Brutalist architecture is an architectural style that emerged during the 1950s in the United Kingdom, among the reconstruction projects of the post-war era. The term originates from the use, by the pioneer modern architect and painter Le Corbusier. Brutalism referred specifically to the use of untreated and exposed concrete — béton brut in French. Brutalist buildings are characterized by minimalist constructions that showcase the bare building materials and structural elements over decorative design. Since then, English-speaking architects transformed the term into the style Brutalism, which signified their embrace of natural and untreated materials as both the ethic and aesthetic of the design.

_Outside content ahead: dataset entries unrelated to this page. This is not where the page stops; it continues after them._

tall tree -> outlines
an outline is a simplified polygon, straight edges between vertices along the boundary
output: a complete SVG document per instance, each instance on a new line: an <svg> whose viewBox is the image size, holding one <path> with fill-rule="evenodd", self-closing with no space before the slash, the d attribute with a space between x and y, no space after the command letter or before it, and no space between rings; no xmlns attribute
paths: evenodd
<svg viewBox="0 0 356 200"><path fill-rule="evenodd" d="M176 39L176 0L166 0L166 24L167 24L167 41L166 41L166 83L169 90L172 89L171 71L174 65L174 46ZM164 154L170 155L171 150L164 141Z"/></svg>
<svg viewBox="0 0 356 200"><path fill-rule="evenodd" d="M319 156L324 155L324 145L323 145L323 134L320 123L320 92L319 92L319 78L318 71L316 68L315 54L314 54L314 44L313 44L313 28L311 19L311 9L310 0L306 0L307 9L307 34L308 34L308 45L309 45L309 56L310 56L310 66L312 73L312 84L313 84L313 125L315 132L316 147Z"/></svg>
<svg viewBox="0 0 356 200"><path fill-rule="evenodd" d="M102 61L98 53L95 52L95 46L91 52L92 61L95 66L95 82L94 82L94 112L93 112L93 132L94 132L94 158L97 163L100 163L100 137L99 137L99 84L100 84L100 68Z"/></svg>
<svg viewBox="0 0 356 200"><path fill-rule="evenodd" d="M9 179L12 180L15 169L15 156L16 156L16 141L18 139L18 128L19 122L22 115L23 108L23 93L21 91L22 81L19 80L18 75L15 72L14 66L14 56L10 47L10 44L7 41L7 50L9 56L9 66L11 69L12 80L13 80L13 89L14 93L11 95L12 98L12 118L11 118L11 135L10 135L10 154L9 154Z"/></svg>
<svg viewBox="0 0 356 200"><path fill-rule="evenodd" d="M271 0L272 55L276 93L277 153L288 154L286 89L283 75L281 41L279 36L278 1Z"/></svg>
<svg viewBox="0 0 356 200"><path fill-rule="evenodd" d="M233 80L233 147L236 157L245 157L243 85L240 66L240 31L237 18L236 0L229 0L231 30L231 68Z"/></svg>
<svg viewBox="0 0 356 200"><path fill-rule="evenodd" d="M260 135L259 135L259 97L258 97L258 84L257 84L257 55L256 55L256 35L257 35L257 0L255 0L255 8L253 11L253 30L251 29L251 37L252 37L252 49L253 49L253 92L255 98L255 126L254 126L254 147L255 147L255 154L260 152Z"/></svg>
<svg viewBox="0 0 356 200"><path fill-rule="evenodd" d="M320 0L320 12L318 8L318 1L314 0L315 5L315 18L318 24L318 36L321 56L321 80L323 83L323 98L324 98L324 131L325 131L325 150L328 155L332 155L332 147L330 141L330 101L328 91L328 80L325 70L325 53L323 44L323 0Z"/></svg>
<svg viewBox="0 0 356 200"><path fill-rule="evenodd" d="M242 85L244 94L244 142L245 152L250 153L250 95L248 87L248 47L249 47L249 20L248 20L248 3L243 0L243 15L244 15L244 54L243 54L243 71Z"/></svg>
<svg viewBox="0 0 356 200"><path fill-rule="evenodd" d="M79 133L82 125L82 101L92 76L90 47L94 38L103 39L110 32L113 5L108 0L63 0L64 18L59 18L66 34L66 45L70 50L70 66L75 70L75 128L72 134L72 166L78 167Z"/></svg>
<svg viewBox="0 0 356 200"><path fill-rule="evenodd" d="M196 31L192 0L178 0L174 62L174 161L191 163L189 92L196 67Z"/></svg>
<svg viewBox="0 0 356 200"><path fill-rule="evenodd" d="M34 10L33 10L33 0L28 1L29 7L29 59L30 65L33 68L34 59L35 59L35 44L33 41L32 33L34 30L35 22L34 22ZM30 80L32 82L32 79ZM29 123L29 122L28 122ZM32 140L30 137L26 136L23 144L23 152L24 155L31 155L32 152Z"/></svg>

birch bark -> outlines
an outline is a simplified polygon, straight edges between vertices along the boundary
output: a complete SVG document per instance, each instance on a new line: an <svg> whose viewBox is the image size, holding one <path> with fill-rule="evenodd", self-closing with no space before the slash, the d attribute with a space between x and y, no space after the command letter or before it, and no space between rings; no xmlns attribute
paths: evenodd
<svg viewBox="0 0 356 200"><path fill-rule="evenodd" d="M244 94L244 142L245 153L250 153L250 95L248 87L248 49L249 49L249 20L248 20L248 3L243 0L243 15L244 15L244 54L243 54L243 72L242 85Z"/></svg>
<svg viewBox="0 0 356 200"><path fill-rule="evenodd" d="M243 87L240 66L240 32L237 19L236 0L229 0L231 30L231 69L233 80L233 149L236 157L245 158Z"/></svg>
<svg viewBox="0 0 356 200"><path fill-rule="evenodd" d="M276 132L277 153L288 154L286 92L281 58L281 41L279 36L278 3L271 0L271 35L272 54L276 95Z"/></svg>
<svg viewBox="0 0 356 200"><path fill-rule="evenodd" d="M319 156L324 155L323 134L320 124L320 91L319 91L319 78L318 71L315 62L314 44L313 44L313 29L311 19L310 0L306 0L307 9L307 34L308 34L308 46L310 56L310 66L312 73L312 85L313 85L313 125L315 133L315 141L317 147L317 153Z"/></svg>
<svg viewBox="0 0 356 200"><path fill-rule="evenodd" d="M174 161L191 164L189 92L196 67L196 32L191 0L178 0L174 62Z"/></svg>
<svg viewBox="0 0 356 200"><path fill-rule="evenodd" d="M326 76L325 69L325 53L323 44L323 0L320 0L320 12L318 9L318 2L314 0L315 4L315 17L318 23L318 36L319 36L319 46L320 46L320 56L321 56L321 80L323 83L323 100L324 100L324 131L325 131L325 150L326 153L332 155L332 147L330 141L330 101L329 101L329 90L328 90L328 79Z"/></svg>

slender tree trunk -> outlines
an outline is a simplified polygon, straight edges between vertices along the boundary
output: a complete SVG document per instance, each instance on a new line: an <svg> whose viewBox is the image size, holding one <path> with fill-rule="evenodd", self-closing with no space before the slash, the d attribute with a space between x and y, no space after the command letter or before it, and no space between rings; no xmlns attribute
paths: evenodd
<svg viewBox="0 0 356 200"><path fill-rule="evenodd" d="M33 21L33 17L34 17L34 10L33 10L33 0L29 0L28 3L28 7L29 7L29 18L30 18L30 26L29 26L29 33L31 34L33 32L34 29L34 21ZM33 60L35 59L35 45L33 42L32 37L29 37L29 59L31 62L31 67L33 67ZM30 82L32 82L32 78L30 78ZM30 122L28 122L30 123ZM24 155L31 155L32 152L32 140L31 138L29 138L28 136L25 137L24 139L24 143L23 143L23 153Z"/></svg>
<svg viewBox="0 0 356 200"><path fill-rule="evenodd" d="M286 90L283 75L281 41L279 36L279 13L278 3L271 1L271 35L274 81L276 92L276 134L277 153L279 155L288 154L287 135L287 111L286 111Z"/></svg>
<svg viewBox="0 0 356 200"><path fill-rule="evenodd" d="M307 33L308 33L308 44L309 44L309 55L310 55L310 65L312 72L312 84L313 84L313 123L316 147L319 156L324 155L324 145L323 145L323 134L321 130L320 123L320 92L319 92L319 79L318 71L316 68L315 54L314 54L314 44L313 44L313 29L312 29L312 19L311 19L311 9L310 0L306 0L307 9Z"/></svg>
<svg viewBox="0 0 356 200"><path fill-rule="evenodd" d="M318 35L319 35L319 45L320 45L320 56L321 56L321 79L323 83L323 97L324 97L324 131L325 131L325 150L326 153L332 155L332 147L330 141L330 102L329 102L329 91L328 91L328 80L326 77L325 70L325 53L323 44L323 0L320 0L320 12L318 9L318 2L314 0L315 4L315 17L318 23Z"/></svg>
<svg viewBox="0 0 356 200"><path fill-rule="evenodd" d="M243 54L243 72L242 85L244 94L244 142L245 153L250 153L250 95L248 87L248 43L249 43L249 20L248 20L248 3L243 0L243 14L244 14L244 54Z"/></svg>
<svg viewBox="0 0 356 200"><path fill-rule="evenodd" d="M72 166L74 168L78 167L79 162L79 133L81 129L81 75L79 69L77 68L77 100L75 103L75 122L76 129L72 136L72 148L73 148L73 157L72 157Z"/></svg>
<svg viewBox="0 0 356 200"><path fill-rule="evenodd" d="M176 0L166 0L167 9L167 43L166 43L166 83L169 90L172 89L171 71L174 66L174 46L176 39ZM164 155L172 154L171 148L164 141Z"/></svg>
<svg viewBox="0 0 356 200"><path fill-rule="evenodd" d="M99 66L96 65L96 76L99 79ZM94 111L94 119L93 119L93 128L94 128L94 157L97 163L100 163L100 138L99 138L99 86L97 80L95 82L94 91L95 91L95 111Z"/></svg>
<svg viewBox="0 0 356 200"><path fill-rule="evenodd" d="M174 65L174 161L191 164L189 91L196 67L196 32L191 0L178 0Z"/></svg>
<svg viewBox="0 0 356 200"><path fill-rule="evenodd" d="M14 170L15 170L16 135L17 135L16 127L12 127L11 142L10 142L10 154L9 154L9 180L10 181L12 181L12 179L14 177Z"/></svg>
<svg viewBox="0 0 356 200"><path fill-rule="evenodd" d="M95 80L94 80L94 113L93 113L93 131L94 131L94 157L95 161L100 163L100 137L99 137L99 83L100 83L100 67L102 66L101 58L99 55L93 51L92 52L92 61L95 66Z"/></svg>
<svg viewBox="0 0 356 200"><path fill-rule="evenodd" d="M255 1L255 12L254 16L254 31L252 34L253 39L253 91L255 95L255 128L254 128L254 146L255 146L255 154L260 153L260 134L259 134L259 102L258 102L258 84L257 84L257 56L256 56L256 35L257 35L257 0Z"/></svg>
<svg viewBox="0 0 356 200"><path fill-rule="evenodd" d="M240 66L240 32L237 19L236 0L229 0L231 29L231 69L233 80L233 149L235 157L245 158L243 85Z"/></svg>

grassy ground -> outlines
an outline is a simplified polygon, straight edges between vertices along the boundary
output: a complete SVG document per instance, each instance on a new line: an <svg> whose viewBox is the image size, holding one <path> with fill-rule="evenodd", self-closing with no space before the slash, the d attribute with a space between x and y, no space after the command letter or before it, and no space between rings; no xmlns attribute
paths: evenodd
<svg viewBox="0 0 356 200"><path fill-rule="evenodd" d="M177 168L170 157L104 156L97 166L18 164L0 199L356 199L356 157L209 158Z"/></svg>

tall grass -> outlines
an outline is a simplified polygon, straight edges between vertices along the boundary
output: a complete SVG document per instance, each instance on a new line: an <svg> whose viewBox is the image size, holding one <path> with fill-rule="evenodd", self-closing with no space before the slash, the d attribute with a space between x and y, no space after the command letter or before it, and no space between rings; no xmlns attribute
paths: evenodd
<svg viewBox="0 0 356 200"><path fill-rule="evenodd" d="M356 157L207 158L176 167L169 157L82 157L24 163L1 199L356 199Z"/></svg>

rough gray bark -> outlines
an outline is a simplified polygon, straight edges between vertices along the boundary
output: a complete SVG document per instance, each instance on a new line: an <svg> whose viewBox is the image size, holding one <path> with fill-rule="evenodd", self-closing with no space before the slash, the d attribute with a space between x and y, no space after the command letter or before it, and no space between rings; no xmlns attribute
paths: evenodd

These architects claimed that exposed concrete, iron, and wood communicated values of honesty and transparency — ironic, considering the later interpretations of the style.

Brutalism is simply like a naked cake for pastries and a no-makeup look for the make-up industry. It is exhilarating and raw, with rough textures emphasizing heavy materials and construction. To its endearing credit, Brutalism is honest and undisguised, naked and apparent, in truth a prepossessing manifestation of modernism.